Helloworld boss Andrew Burnes says international travel is at least nine to 12 months away from returning and says that New Zealand and the South Pacific could likely be the first destinations reopened to us.
“Destinations such as New Zealand and possibly some South Pacific countries could be among the first to open to Australian visitors and vice-versa,” he wrote in a letter to Helloworld agents.
“Beyond that, and in the absence of a widely distributed vaccine (and even if there is a vaccine, it will take a long time for it to be widely distributed), the rest of the world will slowly open up to travel, with corporate travel recovering initially followed by leisure travel not too far behind it.
“But re-emergence of international travel is nine to 12 months away from today, so in the meantime it’s going to require a tremendous amount of discipline for travel businesses to basically go into hibernation for the next six months or so.”
According to The Australian, Mr Burnes also believes the cruising sector would return to popularity once it is clear health and safety measures are beyond reproach, and when near ICU facilities were installed on all vessels, which would most likely be mid next year.
“Cruise has proven to be one of the most popular sectors of the leisure travel industry in the world.
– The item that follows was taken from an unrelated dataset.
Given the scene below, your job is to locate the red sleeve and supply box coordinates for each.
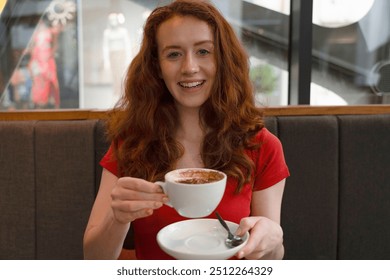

The product is popular, well priced and delivers an all-inclusive break that people enjoy,” he wrote.
“Cruise companies are going to have to have significantly increased cleaning and disinfecting measures, commit to much better on-board health including immediate isolation capabilities, respirators and other near ICU facilities and to stringent health checks for all embarking and disembarking passengers and crew.”
He also discussed the coronavirus recovery process and how travel industry wouldn’t start opening up for international business until next year.
“The key is to be there to throw the doors wide open again when the world begins to get moving,” he wrote.
“That will most likely not happen until 2021 and it will not happen with any degree of consistency either.”
He suggested that by 2021 the government will allow travel to a limited number of overseas destinations, on a bilateral basis, to which we could travel and return without the need for quarantine. Australians might be permitted to visit Canada at some point, with no post-return quarantine, but the US would remain a no-go for quite some time.
“Or Australians might be permitted to visit the US and Chile but not be able to travel to the US from Chile. The permutations are endless.”
He said travel agents will be a traveller’s biggest asset, as it will be difficult for lay planners to navigate the post-pandemic complexities of international travel.
“Getting to the other side of this is everyone’s greatest challenge. It’s a challenge for airlines, agents, wholesalers, cruise companies, hotels, resorts, tour operators – everyone. And it will come at a cost, both financial and personal,” he wrote.
Mr Burnes predicted that stage three lockdowns would be eased “slowly” within the next five to six weeks, after which, intrastate could resume.
“Later this year, maybe in July or August, some domestic intrastate travel will begin on a state by state basis. And it will be different for different states. Then at some point, hopefully by September (October at the latest), cross-border travel will be permitted, and domestic flights will start to resume, with frequencies increasing as time goes by on condition that infection rates remain, at the very least, tightly controlled and manageable with our given health resources.”
He added that once the world is back on its feet, there will be an incredible demand for travel.
“There will be an enormous amount of activity to bolster travel demand once things start to open up again,’’ he said.
“In 2019, travel contributed $US9.25trn ($14.5trn) to the global economy and 325 million jobs worldwide. For many countries it is their most significant contributor to GDP and employment, and we can expect to see a lot of marketing funds being directed to driving demand once visitors are able to return to key destinations globally and they will be welcomed with open arms.”
Where is the first place in your state you’ll visit when restrictions are lifted? What about overseas? Will you cruise again?